Blogged on to post on the WaPo story on NY, incarceration, and crime rates and saw that Kim had stolen my thunder. I agree that it's a succinct and thorough summary of what should be conventional wisdom as anyone fashions informed corrections sentencing policy. There are a couple of points that need to be added, though, even regarding Professor Blumstein's reference to the 25% reduction in crime associated with prisons in the 90s.
That 25% is a good rule of thumb, but other studies have the impact between high single digits and around 40%. The 25% was obtained by two different scholars employing two different methodologies. It's probably as good a number as we'll get. But please keep in mind a couple of provisos whenever you hear it cited. One, much of that 25% might have been obtained with other methods (as the overall theme of the article notes) that would have been more cost-effective, that is, freeing resources for other areas of criminal justice that have been starved as we funnel our funds into prisons. That means that those other methods could have been, more importantly, preventative, that is, without having to have a victim to start with.
The other thing to remember is that these estimates of "crime reduced by prison" generally refer to the crimes the offenders would have committed had they been out but weren't because the offenders were behind bars. But if prisons are "crimogenic" for some offenders, then we don't know how many more crimes they commit once they are released that they wouldn't have committed had we found another punishment and different supervision for them, especially since most offenders age out of criminal behavior to some extent as they reach the ages at which these guys have served their terms. I'm not aware of any good studies to research this question directly(which would be extraordinarily hard to design simply by their nature), but if someone else has seen anything, please let us know. In the meantime, studies of matched juveniles who get tracked for later criminality after either probation or prison (Petersilia's probation work and the Sampson/Laub life-course studies) indicate that putting people in prison generally gets you more criminals later. (The Washington State Institute for Public Policy, of course, also has some work indicating this as well.)
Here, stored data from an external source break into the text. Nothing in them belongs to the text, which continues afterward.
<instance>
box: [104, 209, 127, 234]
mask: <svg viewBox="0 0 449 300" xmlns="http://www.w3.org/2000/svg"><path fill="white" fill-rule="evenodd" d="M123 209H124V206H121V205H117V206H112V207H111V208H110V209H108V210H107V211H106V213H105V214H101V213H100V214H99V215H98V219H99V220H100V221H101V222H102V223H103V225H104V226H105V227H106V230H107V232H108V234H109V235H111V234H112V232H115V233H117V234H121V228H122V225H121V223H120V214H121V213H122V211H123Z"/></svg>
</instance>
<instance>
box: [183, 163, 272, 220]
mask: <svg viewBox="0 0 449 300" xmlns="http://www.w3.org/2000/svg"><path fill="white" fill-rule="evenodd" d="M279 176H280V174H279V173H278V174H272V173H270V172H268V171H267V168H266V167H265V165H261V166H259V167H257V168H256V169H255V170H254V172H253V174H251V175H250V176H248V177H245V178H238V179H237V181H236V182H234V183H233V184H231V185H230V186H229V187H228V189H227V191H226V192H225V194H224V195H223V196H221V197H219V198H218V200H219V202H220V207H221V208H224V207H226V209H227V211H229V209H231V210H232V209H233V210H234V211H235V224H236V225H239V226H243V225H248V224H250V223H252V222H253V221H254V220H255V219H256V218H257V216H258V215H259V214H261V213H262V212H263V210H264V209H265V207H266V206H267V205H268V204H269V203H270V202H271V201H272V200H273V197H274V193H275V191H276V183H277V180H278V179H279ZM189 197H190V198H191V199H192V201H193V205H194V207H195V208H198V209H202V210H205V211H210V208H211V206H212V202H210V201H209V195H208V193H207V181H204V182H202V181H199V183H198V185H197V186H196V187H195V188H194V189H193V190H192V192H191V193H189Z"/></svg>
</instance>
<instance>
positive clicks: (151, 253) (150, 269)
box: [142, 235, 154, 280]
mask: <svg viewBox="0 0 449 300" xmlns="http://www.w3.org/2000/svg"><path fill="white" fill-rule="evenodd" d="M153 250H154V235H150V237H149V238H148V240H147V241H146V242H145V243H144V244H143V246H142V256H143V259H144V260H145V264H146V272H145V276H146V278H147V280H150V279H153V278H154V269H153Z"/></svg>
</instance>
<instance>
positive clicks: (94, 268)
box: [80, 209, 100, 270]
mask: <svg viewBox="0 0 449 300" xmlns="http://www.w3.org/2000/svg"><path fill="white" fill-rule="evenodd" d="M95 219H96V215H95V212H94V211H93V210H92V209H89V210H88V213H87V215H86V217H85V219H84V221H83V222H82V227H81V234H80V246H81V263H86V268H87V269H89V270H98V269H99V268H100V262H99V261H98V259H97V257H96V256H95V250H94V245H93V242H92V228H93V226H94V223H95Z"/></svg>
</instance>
The WaPo story is important because it reveals the "justice premium" that I've mentioned here. We don't have to lock up all the people we do to have an impact on crime. I personally believe that most crime reduction comes because of cultural changes and waves and that government is only effective on the margins anyway, but talk about a difficult study to design. We lock people up more for reasons having to do with us and enforcing norms regardless of cost than for why we say we're doing it. Advocates on both sides of the "prisons" issue need to acknowledge and address that before we can ever really hope to get the spiraling expenditures under control before they absorb anything else we can do in criminal justice.
That's what I would have said if Kim hadn't beaten me to the post. Hope your Thanksgiving was good. Be back Monday.